Further, it’s unclear whether the results can be applied equally to ischemic and nonischemic heart-failure patients, or whether less experienced centers will be able to achieve the same results with the same low complication rates.

“The take-home message is it’s time to offer AF-ablation procedures at an early stage in CHF patients with AF,” Blomstrom-Lundqvist concluded. “But we’ll be careful to select the patients, and that selection should reflect the populations included in the trial.”

Impressive Results, Interpreted With Caution

Prof Dan Atar (Oslo University Hospital Ulleval, Oslo, Norway), a spokesperson for the ESC and coauthor on the most recent ESC AF guidelines, also pointed to the need for careful patient selection.

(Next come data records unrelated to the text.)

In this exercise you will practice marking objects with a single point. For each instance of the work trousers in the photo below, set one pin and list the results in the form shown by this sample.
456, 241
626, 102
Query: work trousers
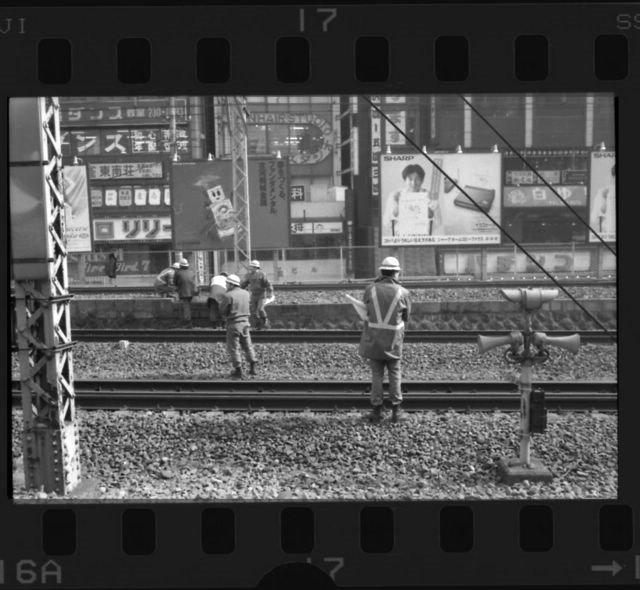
239, 336
395, 377
257, 310
164, 289
186, 308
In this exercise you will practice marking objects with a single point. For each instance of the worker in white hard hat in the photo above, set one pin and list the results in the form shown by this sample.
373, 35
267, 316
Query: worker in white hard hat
388, 308
234, 307
217, 291
185, 281
165, 281
260, 289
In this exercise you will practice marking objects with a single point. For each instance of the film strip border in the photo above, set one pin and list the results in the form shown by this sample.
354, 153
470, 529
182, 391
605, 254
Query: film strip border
324, 49
431, 542
321, 48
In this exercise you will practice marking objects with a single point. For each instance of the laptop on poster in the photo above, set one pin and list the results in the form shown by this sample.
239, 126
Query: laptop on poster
482, 196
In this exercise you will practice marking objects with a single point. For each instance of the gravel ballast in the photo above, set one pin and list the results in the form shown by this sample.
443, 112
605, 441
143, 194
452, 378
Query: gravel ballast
319, 361
335, 456
271, 456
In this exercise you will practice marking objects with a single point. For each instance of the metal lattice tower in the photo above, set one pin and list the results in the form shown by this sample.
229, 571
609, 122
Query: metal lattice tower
234, 112
43, 331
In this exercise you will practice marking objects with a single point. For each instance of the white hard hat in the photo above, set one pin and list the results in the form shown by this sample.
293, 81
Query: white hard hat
390, 263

“This is of course extremely interesting in the context that in the past years for afib treatment, we have emphasized more and more and strengthened the recommendation for rhythm control rather than frequency or rate control,” Atar told theheart.org | Medscape Cardiology.

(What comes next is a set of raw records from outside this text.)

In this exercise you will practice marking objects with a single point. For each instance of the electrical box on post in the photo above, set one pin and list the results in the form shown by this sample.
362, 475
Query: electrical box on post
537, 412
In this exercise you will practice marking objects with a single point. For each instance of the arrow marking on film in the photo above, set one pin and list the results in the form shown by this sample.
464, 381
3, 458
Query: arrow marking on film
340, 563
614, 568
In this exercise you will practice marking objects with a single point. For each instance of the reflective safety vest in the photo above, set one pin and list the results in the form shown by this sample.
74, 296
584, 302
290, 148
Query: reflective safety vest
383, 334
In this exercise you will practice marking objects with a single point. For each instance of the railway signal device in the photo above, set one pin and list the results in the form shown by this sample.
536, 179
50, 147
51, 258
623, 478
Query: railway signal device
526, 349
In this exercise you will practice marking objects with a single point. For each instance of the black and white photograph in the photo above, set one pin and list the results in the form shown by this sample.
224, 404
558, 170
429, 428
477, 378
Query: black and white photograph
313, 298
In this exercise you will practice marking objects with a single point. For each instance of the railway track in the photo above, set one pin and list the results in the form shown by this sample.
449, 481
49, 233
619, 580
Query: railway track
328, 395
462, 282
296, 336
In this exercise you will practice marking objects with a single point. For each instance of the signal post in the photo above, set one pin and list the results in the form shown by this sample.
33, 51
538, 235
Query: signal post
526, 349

In AF patients, enforcing rhythm control means trying to reestablish sinus rhythm, and one of the means of establishing sinus rhythm apart from antiarrhythmic drugs is catheter ablation, he said.

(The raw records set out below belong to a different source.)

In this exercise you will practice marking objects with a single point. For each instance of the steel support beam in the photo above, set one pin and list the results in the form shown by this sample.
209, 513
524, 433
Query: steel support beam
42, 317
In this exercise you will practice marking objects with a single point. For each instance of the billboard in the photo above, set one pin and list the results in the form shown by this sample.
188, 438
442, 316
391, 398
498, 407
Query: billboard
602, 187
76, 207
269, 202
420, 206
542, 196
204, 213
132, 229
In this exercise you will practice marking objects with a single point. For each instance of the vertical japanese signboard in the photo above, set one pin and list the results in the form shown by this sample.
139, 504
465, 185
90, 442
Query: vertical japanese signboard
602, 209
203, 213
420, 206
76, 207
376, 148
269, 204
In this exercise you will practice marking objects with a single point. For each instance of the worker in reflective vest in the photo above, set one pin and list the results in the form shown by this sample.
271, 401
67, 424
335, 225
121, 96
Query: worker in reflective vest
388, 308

“Ablation has kind of exploded in the world as a procedure, but it had not yet had very solid data that showed, apart from a symptom benefit, another benefit such as recurrence of afib, morbidity, mortality, quality of life, all these aspects,” he noted. CASTLE-AF took patients that were documented in paroxysmal or persistent atrial fibrillation and stratified them to ablation or not, “and that is the innovative approach.”

“When we interpret the stunning beneficial result, we must exercise care about one aspect, namely the baseline population,” Atar cautioned. Patients with AF, a very low EF, and a previously implanted ICD are a highly selected population and one that at least in Europe is not very prevalent, he said, “so that result, which is very impressive in terms of reduction of mortality and hospitalizations, we must see it in the context that these are very selected patients, sick patients.”

That said, he added, “for some of these very sick patients, ablation appears to be a very good alternative. For a long time we have shied away and had a feeling that the more remodeled and altered the atria and ventricles are, the less the success rate of ablation in itself. And in this sense, this trial successfully circumvents this notion and tells us that yes, we can go ahead and try ablation in patients with really sick atria and ventricles.”

Looking at what has happened with the ESC recommendation on ablation between the 2012 and 2016 guidelines, he concluded, “we have increased the grade of recommendation also for ablation in those who have quite severe heart failure, so it fits very nicely into the picture—again, to be interpreted with some caution.”

The trial was supported by Biotronik. Marrouche reports he is a consultant for, receivers royalties from, or is an owner/stockholder of Abbott, Biotronik, Wavelet Health, Cardiac Design, Medtronic, Preventice, Vytronus, Biosense Webster, Marrek, Boston Scientific) and has research contracts with Abbott, Boston Scientific, GE Healthcare, Siemens, Biotronik, Vytronus, and Biosense Webster. Blomstrom-Lundqvist reports no relevant financial relationships.